After importing several TB of logs, we have discovered that logs were repeated in 8 days worth of our dataset. The data is in a volume of around 2,000,000 events per hour. I'm trying to figure out the fastest way to delete this data so that we can import it again properly. One of the forwarders doing the forwarding during this timeframe was improperly configured so the events have to be deleted not simply deduped from search.
The events are spread across 4 indexers (distributed environment), are in 2 indexes, and come from about 60 different sources. I opened up SSH on each indexer and am trying to run this query:
./splunk search "index=index_name1 source=/opt/splunk/var/spool/splunk/x* earliest=08/18/10:20:16:18 latest=08/19/10:0:0:0 | delete"
This takes forever! It's been running for 1.5 hours now (on each box) to delete just 4 hours of data. Is there any faster way to do this or can I optimize my query for better performance?
(I understand delete is a masking agent and that the events won't be removed until we clean the indexes, that's fine. The events just have to be masked from search results for now and, as I mentioned earlier, can't be deduped from search.)
Technically, | delete
command doesn't delete the events and make space on your system. It will hide the events from the search, It takes so much time when there are more number of events, some times it takes so much time for deleting 100 events as well (my own experience) due to parallel concurrent operations, at that time restart the Splunk and execute the | delete
command again.
If you want to delete (actual delete) the events from the system then Clean
command from Command line interface is the best option. Dealing with this is simple but it will delete entire index in a fraction of seconds but it can't delete individual events under the sourcetype.
for cleaning events
Go to installation dir.
splunk.exe stop
splunk clean eventdata -index yourindexname -f
What Genti says. If you need to delete everything in an index over just some span of time, the fastest way is probably a combination of deleting entire buckets, plus delete. First identify the buckets involved using the |dbinspect
command. Find those that are wholly contained within the time range in question. Stop Splunk, delete the entire bucket folder at the OS level (or move them somewhere out of the way). Then clean up the remaining data (that shares a bucket with data that should not be delete) and use the |delete
commmand.
if the indexes were created only for the purpose of indexing this data (and hence there is no other data in there that is useful) then i think a CLEAN command for these indexes is what is needed.

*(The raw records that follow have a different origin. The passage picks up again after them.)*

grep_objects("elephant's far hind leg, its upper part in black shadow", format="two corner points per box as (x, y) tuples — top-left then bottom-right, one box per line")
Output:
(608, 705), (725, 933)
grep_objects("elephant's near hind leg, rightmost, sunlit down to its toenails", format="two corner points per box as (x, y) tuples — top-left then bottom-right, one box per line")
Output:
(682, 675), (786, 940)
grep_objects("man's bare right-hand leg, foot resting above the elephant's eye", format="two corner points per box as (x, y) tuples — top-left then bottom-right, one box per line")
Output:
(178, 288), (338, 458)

If you actually need the data in the index (minus the one youre trying to delete) then i think you are out of luck.. these two are the only methods for deleting: Clean or | delete.

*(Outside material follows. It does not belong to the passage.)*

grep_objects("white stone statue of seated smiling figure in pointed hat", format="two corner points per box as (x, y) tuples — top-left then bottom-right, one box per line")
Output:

As a best practice, if you are going to bring a whole lot of data to splunk, make sure you create new indexes for it so that if something goes bad you can always clean these indexes without having to worry about the good data there...

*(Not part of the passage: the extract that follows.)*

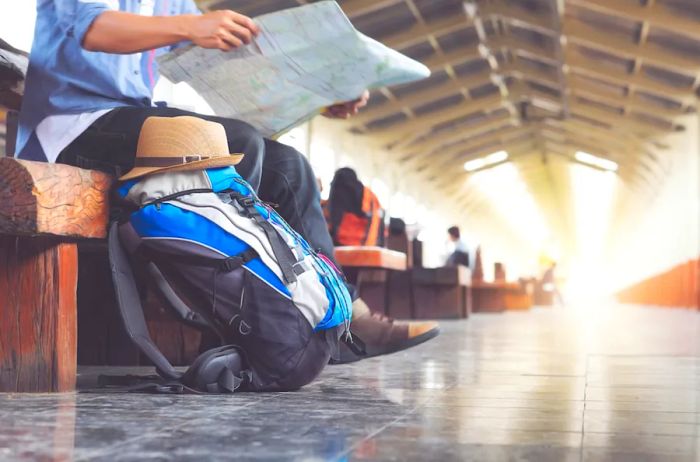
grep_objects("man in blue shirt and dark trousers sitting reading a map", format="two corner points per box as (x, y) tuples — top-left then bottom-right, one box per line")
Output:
(16, 0), (438, 364)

Can anyone shed light on why |delete is so slow and whether there is any way to increase performance?
Good question. I don't think there is a faster way that |delete
, and your search probably can't be optimized anymore than it is. The other option I know of is at the bucket level, the can be can be dumped, unwanted events filtered out, and then rebuild... but that process would probably be significantly longer. And, if you've already started a delete operation, I wouldn't suggest killing it. I have no idea what that would do, but it doesn't seem like a good idea.